JJ does not know who his father is, but lives with his mother Kath and her close-knit family - her parents, their brother Tene, who is confined to a wheelchair after an accident, Tene's son Ivo and Ivo's son Christo, have trailers on the same patch as JJ. The dominant theme of the novel is the "outsider yet insider" status of JJ and Ray. JJ attends school and experiences all the usual issues of growing up, but his Romany race and lifestyle are always a filter between him and his teachers and fellow-students - either in reality or in his own mind. A dominant part of the lives of the small band of gypsies concerns Christo, the undersized, ill little boy whom JJ loves dearly and for whom he would do anything.
As Ray learns more about the Janko family in his attempts to discover what happened to Rose, he becomes increasingly emotionally involved in them, striking up a sort of friendship with JJ, who is fascinated by Ray's profession. After he learns of Ray's quest, JJ decides to try to find out what happened to Rose, as his complex feelings for Ivo see-saw between resentment and wishing that he might turn out to be his father. Ray, in turn, becomes drawn to one of Kath's sisters, who has left the gypsy life. Hence the novel is both a detective story as well as a story about the personalities and choices of the two protagonists - Ray the outsider who finds in himself a long-hidden yearning to become an insider; and JJ the insider who is conflicted about his desire to exist in the outsider's world, curiosity about his father's identity, and loyalty to his family.

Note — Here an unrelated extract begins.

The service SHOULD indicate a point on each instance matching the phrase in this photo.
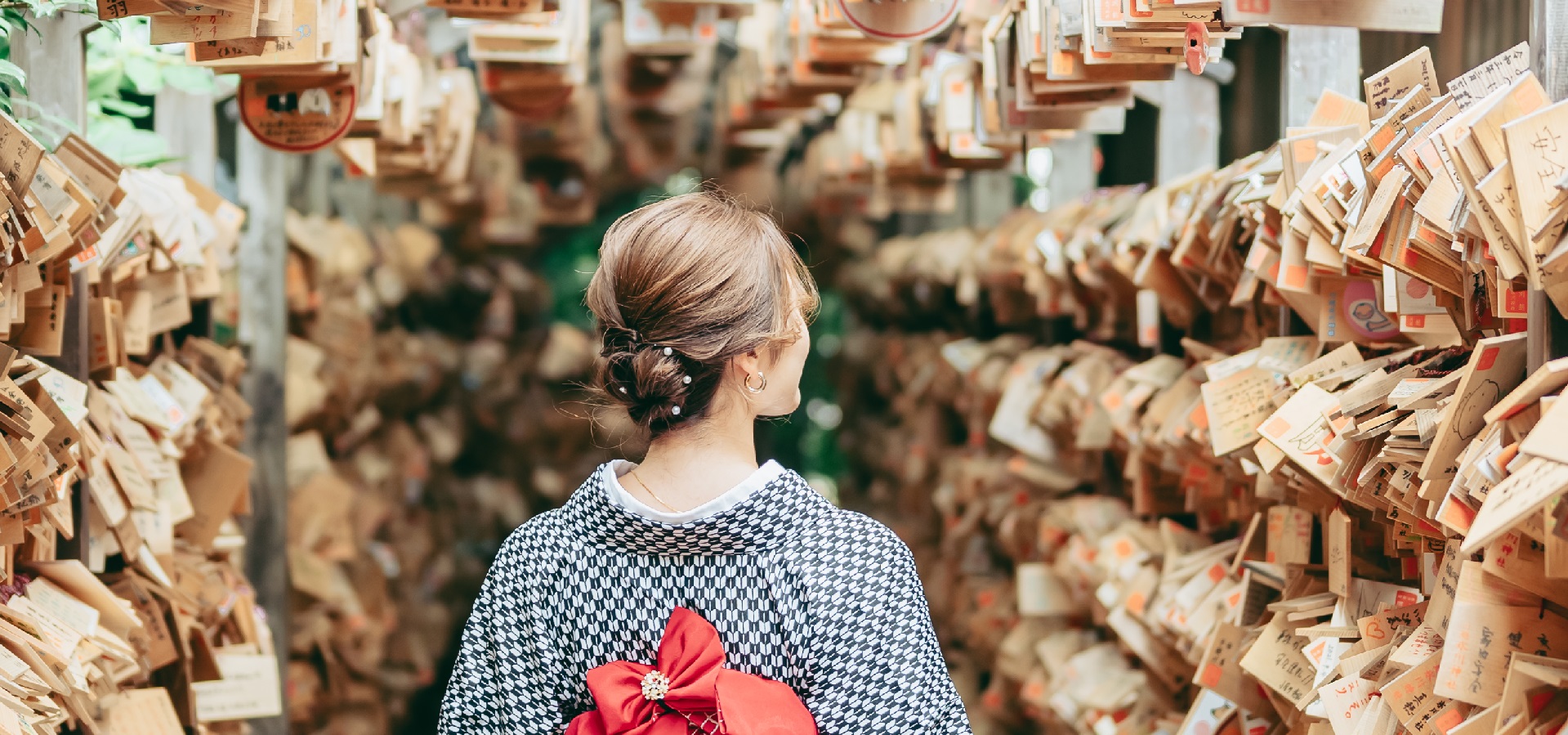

I loved THE INVISIBLE ONES, mainly because of its characters of Ray and (after a bit of shaky start) JJ. The initial detective plot is perhaps rather simplistic in the way in which it turns out, but in a book full of double-themes, it gives way to the more complicated mystery of the Janko family itself, which becomes more relevant and pressing as the pages turn, not least because of the little boy Christo and whether there is any hope for him. Because everything the reader knows is only what Ray or JJ knows, the author can reveal very little of the truth and hence can deliver the punchline without having given away too many clues - as Ray can only really know what the Jankos tell him, and JJ cannot fully interpret the adult world that surrounds him - the "clues" he cannot understand become clear in retrospect after the final revelation of the underlying mystery surrounding the "cursed" Janko family.
I highly recommend this book to anyone, not just those who enjoy crime fiction but to those who like a well-written story containing rounded characters, genuine emotion, and providing insights into a vanishing way of life that is unknown to most of us. It is at least as good a novel as the author's impressive debut, THE TENDERNESS OF WOLVES, and in many ways, even better.